The argument from authority and Ad Populum

The argument from authority is setting up an expert and asking to believe in his/her authority because that person is an expert. People can be an expert on all kinds of nonsense, there are babas and gurus too and many people believe them because they are ‘experts’. This is a classic example of an argument from authority.
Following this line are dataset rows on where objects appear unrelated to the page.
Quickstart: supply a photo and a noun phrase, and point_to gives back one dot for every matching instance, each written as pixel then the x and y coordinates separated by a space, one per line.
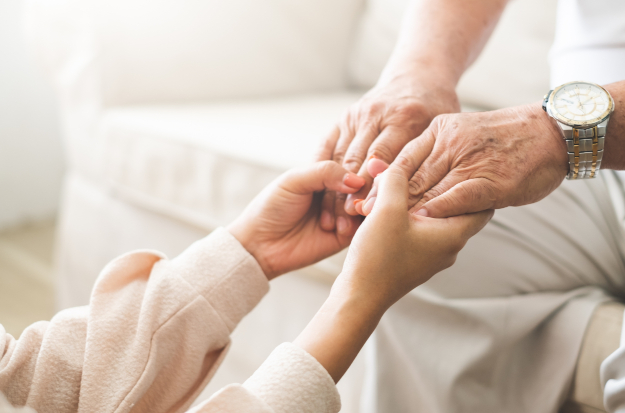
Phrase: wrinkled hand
pixel 395 251
pixel 379 125
pixel 280 227
pixel 472 162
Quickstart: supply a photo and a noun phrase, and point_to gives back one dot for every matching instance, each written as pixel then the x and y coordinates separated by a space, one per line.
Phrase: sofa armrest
pixel 168 51
pixel 601 339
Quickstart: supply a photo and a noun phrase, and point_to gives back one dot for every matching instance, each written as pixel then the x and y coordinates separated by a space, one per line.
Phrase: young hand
pixel 281 227
pixel 393 252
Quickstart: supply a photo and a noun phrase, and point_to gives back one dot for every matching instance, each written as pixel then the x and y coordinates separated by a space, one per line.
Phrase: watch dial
pixel 581 103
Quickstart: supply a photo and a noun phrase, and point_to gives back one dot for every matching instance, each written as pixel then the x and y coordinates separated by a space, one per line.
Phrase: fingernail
pixel 353 180
pixel 326 220
pixel 342 225
pixel 376 166
pixel 349 204
pixel 367 207
pixel 358 205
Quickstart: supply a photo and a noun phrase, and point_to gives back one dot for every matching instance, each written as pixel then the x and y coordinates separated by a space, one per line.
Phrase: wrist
pixel 249 242
pixel 551 135
pixel 337 332
pixel 348 294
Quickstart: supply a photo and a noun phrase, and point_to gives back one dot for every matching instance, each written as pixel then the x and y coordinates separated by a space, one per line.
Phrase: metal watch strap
pixel 585 149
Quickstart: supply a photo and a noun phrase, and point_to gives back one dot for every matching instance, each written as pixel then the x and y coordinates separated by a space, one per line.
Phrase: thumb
pixel 392 192
pixel 473 195
pixel 466 226
pixel 319 176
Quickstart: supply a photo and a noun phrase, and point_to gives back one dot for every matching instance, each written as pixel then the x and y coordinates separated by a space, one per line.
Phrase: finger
pixel 319 176
pixel 326 149
pixel 431 172
pixel 385 148
pixel 326 152
pixel 342 219
pixel 469 196
pixel 367 204
pixel 392 192
pixel 359 147
pixel 449 181
pixel 327 221
pixel 376 166
pixel 465 226
pixel 415 152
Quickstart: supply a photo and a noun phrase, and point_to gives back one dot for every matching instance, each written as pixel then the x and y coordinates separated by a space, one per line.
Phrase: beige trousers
pixel 501 330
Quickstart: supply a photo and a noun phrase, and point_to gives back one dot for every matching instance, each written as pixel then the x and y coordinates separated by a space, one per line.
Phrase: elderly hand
pixel 472 162
pixel 379 125
pixel 395 251
pixel 280 227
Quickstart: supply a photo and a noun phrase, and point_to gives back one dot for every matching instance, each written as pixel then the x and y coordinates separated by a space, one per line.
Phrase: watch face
pixel 580 104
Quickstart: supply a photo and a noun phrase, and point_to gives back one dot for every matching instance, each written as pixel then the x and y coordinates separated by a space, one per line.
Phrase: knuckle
pixel 416 184
pixel 373 108
pixel 411 110
pixel 381 152
pixel 403 162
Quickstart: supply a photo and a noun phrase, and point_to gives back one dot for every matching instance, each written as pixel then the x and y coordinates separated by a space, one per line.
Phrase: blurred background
pixel 31 170
pixel 129 124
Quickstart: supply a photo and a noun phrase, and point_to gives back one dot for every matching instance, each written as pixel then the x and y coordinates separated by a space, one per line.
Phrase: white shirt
pixel 589 42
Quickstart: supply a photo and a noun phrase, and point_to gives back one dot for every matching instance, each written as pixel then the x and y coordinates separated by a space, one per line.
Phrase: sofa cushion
pixel 148 51
pixel 512 70
pixel 204 163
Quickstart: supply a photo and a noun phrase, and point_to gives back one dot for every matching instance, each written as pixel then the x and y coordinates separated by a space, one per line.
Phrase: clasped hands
pixel 439 190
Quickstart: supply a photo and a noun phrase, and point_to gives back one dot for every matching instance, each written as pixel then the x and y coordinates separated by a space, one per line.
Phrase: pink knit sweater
pixel 153 336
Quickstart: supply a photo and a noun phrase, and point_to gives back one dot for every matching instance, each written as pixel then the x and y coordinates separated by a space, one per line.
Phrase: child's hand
pixel 395 251
pixel 281 229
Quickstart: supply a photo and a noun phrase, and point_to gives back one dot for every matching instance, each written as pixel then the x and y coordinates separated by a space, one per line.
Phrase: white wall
pixel 31 160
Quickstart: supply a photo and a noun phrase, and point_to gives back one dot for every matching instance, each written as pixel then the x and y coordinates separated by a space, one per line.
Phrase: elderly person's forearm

Ad Populum is an appeal to believe in something because many people do.
I think so far, you can tell what's keeping the ‘alternative’ medicine turning into ‘medicine’ i.e. this kind of rhetoric instead of scientific evidence. Still, If nothing else works for pseudoscience, they start to attack science itself with, Strawman fallacy- An attempt is made to misrepresent something by every trick in the book and attack that constructed strawman.

I hope I have done enough to explain the common themes surrounding pseudoscience. There is a serious problem of misinformation including blatant lies. A simple fact-checking (Wikipedia, Google) is generally enough if one can see through their charade.

There is just no comparison in the joy of knowing and understanding actual science than wallowing in same old ignorant propaganda of pseudoscience.